Step #3: Build the inference script

The following is the inference script that runs the trained model on a camera stream and draws the bounding box and provides the center point coordinates in the visualization.

import cv2
from roboflow import Roboflow

# Initialize Roboflow
rf = Roboflow(api_key="ROBOFLOW_API_KEY")
project = rf.workspace().project("pick-n-pack")
model = project.version("1").model

# Open the camera (default camera is index 0)
camera = cv2.VideoCapture(0)

if not camera.isOpened():
    print("Error: Could not open camera.")
    exit()

print("Press 'q' to quit the application.")

while True:
    # Capture frame-by-frame
    ret, frame = camera.read()

    if not ret:
        print("Error: Failed to capture frame.")
        break

    # Save the frame temporarily for inference
    temp_frame_path = "temp_frame.jpg"
    cv2.imwrite(temp_frame_path, frame)

    # Perform inference on the frame
    predictions = model.predict(temp_frame_path, confidence=40, overlap=30).json()

    # Process and visualize predictions
    for pred in predictions["predictions"]:
        # Extract prediction details
        x, y = int(pred["x"]), int(pred["y"])  # Center of the bounding box
        width, height = int(pred["width"]), int(pred["height"])
        class_name = pred["class"]
        confidence = pred["confidence"]

        # Calculate the top-left corner of the bounding box
        x1, y1 = x - width // 2, y - height // 2
        x2, y2 = x + width // 2, y + height // 2

        # Draw the bounding box
        cv2.rectangle(frame, (x1, y1), (x2, y2), (0, 255, 0), 2)

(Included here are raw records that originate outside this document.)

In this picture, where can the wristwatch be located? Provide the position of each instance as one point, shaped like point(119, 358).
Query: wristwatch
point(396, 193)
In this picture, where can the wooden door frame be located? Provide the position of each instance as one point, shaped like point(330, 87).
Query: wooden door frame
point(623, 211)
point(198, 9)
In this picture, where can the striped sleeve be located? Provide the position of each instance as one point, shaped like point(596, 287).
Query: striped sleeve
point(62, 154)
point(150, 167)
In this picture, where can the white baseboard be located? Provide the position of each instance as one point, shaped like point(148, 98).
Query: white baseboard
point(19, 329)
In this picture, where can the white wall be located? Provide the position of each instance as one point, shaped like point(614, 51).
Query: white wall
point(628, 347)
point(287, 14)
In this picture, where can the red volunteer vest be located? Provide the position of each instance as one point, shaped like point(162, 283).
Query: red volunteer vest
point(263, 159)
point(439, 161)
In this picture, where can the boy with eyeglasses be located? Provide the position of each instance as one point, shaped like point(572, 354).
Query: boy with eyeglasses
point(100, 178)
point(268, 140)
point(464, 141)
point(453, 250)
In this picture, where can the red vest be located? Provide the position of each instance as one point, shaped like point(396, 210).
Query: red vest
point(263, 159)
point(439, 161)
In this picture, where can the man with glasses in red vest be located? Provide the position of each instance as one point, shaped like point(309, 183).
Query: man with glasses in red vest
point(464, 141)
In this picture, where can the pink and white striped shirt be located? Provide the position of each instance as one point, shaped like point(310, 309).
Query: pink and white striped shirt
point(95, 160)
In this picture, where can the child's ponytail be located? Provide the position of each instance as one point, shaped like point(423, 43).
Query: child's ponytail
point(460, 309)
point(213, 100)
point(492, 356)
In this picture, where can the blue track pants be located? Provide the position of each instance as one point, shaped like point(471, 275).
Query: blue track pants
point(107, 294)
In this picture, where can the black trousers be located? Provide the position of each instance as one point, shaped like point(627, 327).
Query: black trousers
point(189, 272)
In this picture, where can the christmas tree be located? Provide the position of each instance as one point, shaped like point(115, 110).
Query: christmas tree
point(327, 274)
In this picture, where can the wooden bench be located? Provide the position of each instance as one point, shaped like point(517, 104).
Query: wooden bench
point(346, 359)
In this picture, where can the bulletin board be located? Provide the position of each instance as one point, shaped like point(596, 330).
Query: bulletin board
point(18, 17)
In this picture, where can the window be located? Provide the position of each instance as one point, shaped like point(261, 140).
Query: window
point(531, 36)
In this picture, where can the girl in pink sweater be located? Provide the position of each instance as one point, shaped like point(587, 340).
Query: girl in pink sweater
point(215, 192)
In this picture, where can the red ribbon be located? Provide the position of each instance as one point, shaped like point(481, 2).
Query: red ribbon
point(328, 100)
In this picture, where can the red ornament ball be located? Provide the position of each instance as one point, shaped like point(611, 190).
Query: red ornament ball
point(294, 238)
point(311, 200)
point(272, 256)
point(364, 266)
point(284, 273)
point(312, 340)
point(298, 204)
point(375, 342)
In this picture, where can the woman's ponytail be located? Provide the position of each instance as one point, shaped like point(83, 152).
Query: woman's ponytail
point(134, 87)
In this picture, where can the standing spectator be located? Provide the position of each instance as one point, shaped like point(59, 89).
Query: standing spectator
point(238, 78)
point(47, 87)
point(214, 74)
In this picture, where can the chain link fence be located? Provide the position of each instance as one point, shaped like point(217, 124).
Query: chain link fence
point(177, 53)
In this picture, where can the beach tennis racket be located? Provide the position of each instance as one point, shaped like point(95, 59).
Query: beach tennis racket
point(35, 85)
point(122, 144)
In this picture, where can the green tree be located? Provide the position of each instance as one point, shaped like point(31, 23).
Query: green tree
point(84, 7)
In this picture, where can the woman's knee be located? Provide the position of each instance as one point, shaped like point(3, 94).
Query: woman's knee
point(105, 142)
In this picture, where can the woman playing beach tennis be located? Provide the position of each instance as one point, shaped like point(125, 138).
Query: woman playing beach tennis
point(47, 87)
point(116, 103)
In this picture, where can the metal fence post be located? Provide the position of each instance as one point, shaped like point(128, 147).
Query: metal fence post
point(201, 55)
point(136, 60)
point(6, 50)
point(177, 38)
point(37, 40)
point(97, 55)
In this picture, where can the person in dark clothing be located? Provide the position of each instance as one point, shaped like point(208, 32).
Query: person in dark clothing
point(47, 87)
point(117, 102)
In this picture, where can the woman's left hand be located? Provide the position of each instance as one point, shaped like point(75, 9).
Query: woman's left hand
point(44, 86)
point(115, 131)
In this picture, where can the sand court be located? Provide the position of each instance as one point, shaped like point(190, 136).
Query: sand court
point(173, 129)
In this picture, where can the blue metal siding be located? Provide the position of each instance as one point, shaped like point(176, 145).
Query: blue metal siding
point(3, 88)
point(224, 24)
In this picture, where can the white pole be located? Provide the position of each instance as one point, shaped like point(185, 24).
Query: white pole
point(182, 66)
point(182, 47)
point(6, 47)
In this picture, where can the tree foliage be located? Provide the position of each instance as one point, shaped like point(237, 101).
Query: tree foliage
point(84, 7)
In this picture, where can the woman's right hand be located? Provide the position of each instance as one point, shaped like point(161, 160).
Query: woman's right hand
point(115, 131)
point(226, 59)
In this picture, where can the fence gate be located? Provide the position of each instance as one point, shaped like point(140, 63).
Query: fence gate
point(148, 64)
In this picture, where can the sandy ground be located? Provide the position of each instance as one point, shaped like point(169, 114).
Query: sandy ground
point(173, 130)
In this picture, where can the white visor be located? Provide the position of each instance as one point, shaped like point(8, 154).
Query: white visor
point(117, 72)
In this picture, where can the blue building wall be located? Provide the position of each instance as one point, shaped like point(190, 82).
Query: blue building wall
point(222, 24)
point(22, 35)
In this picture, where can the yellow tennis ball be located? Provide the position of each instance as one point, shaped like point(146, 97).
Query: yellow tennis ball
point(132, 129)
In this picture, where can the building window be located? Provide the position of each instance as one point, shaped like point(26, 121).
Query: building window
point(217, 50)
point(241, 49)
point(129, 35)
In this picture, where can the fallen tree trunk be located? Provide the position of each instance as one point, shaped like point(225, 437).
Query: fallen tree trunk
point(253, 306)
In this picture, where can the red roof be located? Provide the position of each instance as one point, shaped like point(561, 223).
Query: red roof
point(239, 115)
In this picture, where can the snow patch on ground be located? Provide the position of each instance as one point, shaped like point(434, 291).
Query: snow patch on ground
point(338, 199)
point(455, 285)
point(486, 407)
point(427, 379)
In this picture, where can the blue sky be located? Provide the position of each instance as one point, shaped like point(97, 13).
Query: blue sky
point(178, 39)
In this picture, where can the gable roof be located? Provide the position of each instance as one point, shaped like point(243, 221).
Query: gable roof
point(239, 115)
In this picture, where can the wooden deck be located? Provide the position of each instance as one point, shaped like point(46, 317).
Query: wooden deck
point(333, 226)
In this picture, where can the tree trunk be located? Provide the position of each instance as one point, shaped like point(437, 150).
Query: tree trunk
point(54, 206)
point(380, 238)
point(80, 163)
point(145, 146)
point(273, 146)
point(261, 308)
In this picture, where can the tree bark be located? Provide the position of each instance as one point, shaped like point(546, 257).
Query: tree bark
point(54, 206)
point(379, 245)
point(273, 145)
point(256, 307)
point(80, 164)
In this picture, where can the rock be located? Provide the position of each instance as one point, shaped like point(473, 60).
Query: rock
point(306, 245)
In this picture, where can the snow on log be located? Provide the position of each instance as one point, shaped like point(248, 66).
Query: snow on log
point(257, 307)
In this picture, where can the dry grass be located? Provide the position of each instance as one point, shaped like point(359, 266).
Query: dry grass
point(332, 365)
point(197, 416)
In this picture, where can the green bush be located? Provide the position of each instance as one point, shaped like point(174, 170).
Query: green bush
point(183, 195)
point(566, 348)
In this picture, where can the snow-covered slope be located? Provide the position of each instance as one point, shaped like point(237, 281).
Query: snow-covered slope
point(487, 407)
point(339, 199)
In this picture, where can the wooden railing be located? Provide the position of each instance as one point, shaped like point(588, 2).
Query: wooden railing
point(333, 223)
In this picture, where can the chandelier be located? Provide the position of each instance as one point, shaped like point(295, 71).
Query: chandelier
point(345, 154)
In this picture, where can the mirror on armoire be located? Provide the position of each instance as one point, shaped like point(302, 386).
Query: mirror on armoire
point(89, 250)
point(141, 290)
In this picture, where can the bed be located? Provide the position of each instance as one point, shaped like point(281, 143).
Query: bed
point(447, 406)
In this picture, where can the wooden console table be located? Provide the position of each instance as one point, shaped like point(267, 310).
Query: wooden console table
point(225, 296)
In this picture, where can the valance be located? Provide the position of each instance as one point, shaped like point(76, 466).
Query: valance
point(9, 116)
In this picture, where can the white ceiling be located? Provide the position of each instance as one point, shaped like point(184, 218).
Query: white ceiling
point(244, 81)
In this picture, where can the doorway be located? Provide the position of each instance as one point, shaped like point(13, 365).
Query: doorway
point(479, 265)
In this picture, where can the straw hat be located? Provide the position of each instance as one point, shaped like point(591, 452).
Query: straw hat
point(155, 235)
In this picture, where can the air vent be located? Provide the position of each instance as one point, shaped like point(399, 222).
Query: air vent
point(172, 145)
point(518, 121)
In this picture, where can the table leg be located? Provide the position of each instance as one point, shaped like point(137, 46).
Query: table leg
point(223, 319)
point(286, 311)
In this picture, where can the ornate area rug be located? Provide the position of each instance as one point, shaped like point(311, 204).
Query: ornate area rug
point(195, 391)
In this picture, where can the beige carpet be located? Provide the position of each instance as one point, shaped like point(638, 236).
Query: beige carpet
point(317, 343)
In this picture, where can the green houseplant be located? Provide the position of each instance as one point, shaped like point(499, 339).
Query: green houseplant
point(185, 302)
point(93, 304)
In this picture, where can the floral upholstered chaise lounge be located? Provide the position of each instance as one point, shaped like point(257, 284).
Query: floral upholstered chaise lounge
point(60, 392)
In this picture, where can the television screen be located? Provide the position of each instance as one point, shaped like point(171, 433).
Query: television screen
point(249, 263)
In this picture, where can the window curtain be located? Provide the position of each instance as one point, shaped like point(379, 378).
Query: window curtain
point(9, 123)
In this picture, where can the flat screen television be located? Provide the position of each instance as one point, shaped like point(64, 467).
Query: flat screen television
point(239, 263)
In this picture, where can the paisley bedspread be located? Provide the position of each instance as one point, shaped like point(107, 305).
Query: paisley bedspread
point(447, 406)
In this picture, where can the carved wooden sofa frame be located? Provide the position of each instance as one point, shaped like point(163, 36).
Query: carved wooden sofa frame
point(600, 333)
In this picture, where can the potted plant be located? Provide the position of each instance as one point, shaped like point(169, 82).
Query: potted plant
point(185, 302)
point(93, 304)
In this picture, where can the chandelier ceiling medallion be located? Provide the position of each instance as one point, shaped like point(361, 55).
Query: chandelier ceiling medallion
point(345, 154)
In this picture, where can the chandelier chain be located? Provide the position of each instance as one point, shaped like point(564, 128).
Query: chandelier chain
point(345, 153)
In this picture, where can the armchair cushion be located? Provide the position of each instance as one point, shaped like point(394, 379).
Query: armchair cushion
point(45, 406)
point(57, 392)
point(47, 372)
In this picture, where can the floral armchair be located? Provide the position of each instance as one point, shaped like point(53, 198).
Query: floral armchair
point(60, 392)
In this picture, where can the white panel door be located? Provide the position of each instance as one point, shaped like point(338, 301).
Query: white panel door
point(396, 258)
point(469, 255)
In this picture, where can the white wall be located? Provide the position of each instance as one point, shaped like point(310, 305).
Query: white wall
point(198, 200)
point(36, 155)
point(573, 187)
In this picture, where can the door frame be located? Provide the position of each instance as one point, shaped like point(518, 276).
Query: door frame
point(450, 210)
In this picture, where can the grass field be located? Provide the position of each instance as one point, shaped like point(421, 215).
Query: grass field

        # Draw the center point
        cv2.circle(frame, (x, y), 5, (0, 0, 255), -1)

        # Display the class name, confidence, and center point
        label = f"{class_name} ({confidence:.2f})"
        center_text = f"Center: (x = {x}, y = {y})"
        cv2.putText(frame, label, (x1, y1 - 10), cv2.FONT_HERSHEY_SIMPLEX, 0.5, (0, 255, 0), 2)
        cv2.putText(frame, center_text, (x1, y1 - 30), cv2.FONT_HERSHEY_SIMPLEX, 0.5, (255, 0, 0), 2)

    # Display the frame with annotations
    cv2.imshow("Camera Feed", frame)

    # Break the loop on 'q' key press
    if cv2.waitKey(1) & 0xFF == ord('q'):
        break

# Release the camera and close all OpenCV windows
camera.release()
cv2.destroyAllWindows()

Following is the result you see when you run the code.

Output

The output image shows the center point of the object being detected which is used to extract the depth value for the object and use it for picking or interacting with the object by the robotic arm equipped by depth camera.

Using Robotic Picking and Sorting Systems

In this blog, we learned how pick and pack sorting systems integrate computer vision for picking, sorting and packing the product in the logistics and warehouse operations. We have explored the key concepts and applications and how Roboflow helps to build applications for pick and pack sorting systems. With the help of computer vision these systems enable precise and efficient handling of inventory or other operations. From barcode scanning to dimension validation and label verification, computer vision ensures accuracy and reduces human error.